Windows 7 Eunach edition is out for pre-order

So Windows 7 has just appeared in online stores for pre-ordering. The pre-order deal is also very competitive. Except, it was. The news was announced yesterday and I jumped on to Amazon to get some prices and they were about £80 for the Home Professional version. Amazon have since mailshotted customers announcing the news, headling a price of £44.97, which I suspect is for the Home Premium version.

However, clicking through or searching for Windows 7 in Amazon now displays nothing more than a “Be notified when this product becomes available” message, alongside a reminder about the limited time period.

European users should look closely at the box, though. We’re special, because we get a special version, “Windows 7 Home Professional E”, “Ultimate E”, etc. The “E”, I guess, stands for “Europe”. In the top left hand corner of the box is the message “Windows 7 Home Premium E: Requires a web browser to access the Internet. Internet Explorer not included*”.

This is doubtlessly down to the European Union’s aggression towards Microsoft. Rightly or wrongly, Europe has an axe to grind where Microsoft are concerned. Citing anti-competitive practices, they have caused the creation of special SKUs particular to the European market with no Media Player before now, but now with no web browser.

Several questions jump out at me.

In the age of the connected operating system, what use is there in an OS with no web browser? The first thing a user typically does when they install a new OS is to jump on the Internet to download updates, install the latest drivers for hardware or just browse around while the OS completes its installation work. Doesn’t look like this will be possible for us.

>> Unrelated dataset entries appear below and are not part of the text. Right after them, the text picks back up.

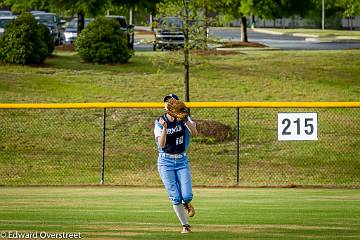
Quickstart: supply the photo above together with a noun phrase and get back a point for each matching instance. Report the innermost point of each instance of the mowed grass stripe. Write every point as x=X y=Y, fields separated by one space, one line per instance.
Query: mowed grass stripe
x=146 y=213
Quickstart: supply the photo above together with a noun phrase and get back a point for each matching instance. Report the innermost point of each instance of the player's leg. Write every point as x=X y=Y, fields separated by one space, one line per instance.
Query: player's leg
x=168 y=176
x=183 y=175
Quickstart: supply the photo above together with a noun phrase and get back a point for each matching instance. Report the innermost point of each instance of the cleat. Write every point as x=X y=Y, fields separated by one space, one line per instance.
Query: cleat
x=186 y=229
x=190 y=210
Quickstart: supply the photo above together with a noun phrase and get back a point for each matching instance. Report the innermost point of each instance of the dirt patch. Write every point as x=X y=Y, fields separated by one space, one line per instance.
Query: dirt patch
x=65 y=47
x=242 y=45
x=215 y=130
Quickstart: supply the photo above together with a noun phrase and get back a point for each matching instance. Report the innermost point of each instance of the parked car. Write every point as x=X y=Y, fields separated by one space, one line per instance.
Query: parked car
x=70 y=33
x=4 y=21
x=127 y=29
x=5 y=13
x=50 y=20
x=169 y=33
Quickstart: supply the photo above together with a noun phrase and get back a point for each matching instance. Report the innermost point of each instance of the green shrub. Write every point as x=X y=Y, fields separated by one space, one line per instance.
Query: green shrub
x=23 y=42
x=47 y=37
x=102 y=41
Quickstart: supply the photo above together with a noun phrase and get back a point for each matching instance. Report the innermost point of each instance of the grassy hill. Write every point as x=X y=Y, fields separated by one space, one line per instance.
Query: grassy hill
x=64 y=146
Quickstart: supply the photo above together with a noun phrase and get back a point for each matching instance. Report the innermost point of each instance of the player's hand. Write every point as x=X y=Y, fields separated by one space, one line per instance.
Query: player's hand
x=163 y=123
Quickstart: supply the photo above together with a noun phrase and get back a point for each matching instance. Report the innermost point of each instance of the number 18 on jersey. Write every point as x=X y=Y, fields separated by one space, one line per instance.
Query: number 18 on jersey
x=297 y=126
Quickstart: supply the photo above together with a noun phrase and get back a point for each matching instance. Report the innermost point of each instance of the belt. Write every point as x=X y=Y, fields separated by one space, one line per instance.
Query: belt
x=172 y=156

If there is no browser in the box, how do you download a browser, without a browser? Maybe there is a splash screen that allows you to download a browser from a finite list of “approved” browsers such as Internet Explorer or Firefox. Isn’t this “approved list” just as anti-competitive?

Local, off-line content may need a web browser just as much as an Internet connected machine. Many software applications use the IE component in particular to display help information, or enhanced splash screens/dashboards. How will these programs work, if at all? Just because you may not be on the Internet, doesn’t mean you don’t need a web browser. How can a user install a web browser to facilitate this function with no Internet connection?

This really winds me up. This will only cause slower browsers like Firefox to become more popular and increase the variety of browser standards which will mean compatibility with systems and web sites can only get worse, which is annoying after Microsoft have done so much to improve issues with IE 8. An end user is not going to know the value of IE over Firefox, Chrome over IE or some open source browser some geek has coded in his bedroom over a reputable, supported browser. They want to use their computer to get on the internet, fast.

This is typical European legislation getting in the way of common sense. It makes me want to vote for the BNP and reduce their effects, though common sense and basic intelligence means I won’t do this. What is their next step? After removing Media Player, and now Internet Explorer, will they remove Windows Explorer – after all if it is the default GUI/shell then isn’t that anti-competitive?

As an aside, I noticed yesterday Ultimate edition was down as a “notify when becomes available” whereas the lower-end SKUs were available for pre-order. I do hope Ultimate will have a price before the reduced prices expire, otherwise they may raise the prices, then release Ultimate for purchase meaning those who want Ultimate have to pay full price, or twice for Professional version then use the AnyTime upgrade path to get to Ultimate.